In addition, since the wiring means and the cooling means are provided on the corresponding contact surfaces of the foamed aluminum bodies, the thickness of the power generation device itself can be reduced, and the power generation device can be reduced in size and weight.
In addition, since the pipe also serves as a reinforcing material, the rigidity of the integrated panel can be increased, and the thickness of the second aluminum foam body as the backing material can be further reduced.

[0010]

DESCRIPTION OF THE PREFERRED EMBODIMENTS Embodiments of the present invention will be described below.
A description will be given based on the drawings, assuming that the building is installed and arranged on the side wall of the building. 1 to 3, a rectangular sheet-shaped solar cell 1 is arranged and mounted on one surface of a protective sheet 2 in a matrix form.

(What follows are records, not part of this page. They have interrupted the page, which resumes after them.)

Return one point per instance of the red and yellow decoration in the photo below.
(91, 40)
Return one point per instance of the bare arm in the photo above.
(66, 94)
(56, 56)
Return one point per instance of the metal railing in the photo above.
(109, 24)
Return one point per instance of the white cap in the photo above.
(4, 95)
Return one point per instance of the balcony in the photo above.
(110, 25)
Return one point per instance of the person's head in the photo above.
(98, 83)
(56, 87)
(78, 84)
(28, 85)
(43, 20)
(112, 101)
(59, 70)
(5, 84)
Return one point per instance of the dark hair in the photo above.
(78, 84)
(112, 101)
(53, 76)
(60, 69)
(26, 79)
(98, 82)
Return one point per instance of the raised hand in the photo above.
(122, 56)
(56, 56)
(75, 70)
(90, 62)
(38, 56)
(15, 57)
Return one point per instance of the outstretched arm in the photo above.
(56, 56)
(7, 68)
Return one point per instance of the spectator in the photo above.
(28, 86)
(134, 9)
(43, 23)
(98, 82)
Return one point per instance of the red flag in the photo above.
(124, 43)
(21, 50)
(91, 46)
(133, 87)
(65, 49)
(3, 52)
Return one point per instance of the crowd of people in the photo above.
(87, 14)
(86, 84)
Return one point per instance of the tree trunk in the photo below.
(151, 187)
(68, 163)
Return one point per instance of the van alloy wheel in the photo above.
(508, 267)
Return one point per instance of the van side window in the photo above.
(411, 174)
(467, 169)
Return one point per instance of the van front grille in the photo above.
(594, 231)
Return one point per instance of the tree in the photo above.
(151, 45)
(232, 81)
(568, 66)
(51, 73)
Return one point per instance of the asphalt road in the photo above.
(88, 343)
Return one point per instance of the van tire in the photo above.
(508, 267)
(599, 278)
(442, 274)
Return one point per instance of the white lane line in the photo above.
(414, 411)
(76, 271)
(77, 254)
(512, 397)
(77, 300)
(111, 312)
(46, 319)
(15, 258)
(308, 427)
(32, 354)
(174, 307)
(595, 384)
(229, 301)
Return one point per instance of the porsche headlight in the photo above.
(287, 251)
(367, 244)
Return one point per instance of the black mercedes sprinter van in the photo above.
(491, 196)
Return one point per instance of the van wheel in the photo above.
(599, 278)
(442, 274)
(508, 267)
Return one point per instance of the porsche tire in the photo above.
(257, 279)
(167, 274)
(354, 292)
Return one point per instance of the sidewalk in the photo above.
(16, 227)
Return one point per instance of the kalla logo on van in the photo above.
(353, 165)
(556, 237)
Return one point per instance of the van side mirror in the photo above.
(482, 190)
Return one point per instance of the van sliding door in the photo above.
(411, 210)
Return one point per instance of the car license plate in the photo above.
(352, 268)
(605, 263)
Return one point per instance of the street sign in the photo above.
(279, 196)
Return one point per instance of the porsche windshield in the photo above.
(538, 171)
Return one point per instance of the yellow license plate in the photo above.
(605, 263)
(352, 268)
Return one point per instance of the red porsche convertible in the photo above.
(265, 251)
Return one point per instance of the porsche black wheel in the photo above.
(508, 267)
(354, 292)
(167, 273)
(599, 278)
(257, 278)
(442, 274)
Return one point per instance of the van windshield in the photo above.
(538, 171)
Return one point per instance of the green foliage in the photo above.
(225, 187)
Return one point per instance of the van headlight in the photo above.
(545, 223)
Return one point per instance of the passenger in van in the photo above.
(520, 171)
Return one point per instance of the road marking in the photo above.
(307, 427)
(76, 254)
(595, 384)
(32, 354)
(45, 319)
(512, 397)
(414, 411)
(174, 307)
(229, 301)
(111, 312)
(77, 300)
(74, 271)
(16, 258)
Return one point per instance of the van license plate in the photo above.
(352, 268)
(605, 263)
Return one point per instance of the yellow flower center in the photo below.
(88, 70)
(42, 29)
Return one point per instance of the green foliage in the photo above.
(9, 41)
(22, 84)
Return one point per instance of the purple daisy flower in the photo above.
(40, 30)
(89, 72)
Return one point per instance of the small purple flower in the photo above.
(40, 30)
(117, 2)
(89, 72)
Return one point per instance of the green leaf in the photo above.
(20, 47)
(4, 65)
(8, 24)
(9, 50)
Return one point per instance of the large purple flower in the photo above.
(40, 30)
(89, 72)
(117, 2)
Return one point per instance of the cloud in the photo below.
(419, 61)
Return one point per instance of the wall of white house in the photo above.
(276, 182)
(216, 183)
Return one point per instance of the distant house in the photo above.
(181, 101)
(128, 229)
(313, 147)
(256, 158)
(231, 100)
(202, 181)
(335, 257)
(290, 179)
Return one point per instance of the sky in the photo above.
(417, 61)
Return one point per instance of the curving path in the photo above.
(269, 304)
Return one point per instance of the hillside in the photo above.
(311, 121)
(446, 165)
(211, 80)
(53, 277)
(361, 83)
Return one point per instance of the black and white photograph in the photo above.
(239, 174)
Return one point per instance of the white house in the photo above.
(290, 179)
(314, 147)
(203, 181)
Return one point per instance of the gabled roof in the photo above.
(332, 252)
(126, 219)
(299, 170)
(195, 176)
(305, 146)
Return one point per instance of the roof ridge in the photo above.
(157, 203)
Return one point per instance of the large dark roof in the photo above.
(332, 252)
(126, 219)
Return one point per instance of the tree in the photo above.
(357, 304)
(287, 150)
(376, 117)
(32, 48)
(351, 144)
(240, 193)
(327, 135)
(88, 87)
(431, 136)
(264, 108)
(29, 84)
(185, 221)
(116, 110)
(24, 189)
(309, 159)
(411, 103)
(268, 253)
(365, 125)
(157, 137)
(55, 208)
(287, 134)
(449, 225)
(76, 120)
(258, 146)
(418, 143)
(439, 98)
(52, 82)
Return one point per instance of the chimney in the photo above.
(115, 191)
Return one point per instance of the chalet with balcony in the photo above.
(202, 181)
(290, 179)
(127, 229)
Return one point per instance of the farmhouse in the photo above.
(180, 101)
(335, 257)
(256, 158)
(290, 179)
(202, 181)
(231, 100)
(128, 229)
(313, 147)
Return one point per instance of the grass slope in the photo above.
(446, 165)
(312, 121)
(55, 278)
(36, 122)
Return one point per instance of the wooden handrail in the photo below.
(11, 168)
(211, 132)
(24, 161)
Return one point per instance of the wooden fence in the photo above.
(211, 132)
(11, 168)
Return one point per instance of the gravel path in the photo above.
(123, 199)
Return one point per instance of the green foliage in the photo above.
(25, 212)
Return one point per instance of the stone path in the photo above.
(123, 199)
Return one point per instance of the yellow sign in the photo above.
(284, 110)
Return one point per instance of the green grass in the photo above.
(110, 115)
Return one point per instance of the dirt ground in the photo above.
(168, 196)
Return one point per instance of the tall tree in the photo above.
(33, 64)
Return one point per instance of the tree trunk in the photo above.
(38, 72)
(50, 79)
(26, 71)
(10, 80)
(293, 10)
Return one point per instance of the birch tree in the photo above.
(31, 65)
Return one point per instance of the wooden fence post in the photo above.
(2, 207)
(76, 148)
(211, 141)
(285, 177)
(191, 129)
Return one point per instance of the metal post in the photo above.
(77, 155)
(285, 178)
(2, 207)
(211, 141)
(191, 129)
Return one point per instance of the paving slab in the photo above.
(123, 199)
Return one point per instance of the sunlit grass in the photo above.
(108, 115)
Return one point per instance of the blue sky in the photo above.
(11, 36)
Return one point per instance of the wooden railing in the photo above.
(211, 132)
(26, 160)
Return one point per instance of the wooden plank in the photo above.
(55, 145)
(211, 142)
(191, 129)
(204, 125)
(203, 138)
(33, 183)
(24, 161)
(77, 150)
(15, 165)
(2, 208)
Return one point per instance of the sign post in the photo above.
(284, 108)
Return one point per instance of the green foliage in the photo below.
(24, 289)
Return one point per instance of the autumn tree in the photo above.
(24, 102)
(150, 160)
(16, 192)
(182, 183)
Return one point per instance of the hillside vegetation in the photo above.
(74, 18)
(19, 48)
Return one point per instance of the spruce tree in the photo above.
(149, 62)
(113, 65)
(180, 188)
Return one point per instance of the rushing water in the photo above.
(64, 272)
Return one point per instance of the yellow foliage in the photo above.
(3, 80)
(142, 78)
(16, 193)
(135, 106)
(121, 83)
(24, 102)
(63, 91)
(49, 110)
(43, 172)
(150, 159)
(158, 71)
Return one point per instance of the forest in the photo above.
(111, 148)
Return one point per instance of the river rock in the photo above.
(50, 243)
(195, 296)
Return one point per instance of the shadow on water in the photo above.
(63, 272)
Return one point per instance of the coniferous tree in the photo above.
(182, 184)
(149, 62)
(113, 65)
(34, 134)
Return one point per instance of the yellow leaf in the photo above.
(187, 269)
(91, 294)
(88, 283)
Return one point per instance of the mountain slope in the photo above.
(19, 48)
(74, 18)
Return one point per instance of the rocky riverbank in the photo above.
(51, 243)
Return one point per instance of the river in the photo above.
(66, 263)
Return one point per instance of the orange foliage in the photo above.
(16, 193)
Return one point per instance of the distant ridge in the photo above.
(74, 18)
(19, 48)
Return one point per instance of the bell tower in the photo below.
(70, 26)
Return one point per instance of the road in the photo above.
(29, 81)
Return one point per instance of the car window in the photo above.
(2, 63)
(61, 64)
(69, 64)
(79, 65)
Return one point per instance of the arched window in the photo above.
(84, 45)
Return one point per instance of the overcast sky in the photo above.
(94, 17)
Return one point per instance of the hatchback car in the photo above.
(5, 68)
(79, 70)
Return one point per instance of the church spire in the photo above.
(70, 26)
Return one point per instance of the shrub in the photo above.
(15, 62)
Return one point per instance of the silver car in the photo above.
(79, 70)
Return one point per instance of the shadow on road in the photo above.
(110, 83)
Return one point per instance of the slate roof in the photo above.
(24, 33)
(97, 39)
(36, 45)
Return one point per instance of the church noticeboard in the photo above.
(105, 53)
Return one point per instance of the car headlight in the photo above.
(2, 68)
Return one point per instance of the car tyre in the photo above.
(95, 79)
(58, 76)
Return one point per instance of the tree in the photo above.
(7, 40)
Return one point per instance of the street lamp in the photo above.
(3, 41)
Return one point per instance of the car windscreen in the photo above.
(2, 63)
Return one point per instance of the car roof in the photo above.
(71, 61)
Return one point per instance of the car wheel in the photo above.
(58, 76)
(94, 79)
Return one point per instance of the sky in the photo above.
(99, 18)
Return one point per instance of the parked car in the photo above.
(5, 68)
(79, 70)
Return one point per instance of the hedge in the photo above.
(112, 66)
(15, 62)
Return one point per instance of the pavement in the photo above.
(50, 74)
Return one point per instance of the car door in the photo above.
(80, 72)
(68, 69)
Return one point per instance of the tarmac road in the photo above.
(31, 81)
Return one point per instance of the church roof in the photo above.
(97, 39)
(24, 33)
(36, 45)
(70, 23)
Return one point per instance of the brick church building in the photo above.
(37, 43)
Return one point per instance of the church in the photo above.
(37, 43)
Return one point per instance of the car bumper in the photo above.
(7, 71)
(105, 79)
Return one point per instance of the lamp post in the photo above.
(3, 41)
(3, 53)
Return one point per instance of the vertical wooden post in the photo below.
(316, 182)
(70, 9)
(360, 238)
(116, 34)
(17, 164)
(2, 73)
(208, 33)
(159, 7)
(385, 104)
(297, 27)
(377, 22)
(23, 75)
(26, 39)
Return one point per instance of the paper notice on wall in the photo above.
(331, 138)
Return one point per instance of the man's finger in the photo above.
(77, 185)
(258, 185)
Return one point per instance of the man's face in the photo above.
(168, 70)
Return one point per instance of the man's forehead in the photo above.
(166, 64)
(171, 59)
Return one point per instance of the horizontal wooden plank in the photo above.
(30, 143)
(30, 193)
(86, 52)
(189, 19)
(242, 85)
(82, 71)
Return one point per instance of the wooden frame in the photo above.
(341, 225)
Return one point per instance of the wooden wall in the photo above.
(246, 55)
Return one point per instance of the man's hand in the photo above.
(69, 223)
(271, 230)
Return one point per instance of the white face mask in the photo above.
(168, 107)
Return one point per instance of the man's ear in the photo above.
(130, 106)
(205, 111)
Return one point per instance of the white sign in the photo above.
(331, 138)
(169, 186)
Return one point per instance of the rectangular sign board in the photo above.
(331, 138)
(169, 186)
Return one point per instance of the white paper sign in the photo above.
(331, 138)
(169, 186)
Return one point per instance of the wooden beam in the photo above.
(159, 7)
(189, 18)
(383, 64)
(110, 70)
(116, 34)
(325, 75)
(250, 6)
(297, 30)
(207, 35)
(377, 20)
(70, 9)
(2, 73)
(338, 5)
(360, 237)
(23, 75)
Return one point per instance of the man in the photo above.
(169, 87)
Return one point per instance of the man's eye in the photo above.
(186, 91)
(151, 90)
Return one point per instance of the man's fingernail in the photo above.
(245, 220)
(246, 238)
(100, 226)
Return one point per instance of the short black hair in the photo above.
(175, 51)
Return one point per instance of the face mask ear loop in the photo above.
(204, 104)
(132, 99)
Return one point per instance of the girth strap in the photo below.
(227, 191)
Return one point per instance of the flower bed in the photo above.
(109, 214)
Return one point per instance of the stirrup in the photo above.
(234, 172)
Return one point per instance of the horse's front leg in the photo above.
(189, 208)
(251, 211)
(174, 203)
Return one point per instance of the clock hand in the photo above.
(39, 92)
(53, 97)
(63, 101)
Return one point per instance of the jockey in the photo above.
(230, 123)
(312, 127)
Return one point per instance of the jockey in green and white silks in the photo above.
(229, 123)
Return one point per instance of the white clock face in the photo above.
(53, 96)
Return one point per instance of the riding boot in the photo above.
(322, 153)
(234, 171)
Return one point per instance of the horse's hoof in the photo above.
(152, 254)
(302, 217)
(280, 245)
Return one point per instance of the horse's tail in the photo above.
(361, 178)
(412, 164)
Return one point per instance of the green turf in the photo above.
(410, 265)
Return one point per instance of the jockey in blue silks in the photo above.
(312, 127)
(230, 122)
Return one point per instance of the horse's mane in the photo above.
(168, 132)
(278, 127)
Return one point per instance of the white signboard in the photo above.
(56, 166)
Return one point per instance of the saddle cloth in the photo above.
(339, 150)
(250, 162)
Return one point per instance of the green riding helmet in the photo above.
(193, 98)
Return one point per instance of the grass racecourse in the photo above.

At that time, a predetermined portion of the protection sheet 2 includes a portion where the solar cell 1 is not attached (details will be described later).
This corresponds to two (single or plural) solar cells 1. The protection sheet 2 is made of, for example, polyvinyl fluoride.

The solar cell group 1 is attached by, for example, pasting using a transparent adhesive (ethylene-vinyl acetate polymer) 3. At this time, the solar cell group 1 and the protective sheet 2 are bonded. A thin plate-shaped first lead wire 4 connected in series to the group of solar cells 1 is interposed at an appropriate place therebetween. Then, on the surface side of the solar cell group 1, one piece of transparent tempered glass 5 is laminated, and the tempered glass 5 is fixed using the transparent adhesive 3, and at this time, the solar cell group 1 A part of the first lead wire 4 is interposed at an appropriate place between the tempered glass 5. The thin rectangular plate-like power generation panel body 6 is formed by the above 1 to 5 and the like.

The power generation panel body 6 is mounted on the surface 10a of the aluminum foam body 10. The foamed aluminum body 10 is formed into a gas-permeable porous body having a large number of air bubbles by performing an intended foam molding. The foamed aluminum body 10 is subjected to press molding (embossing) or pressure molding using a roller, that is, compression molding. Thereby, the density of the foamed aluminum body 10 is increased, and the front surface 10a side and the back surface (equivalent contact surface) 10b side are made smooth.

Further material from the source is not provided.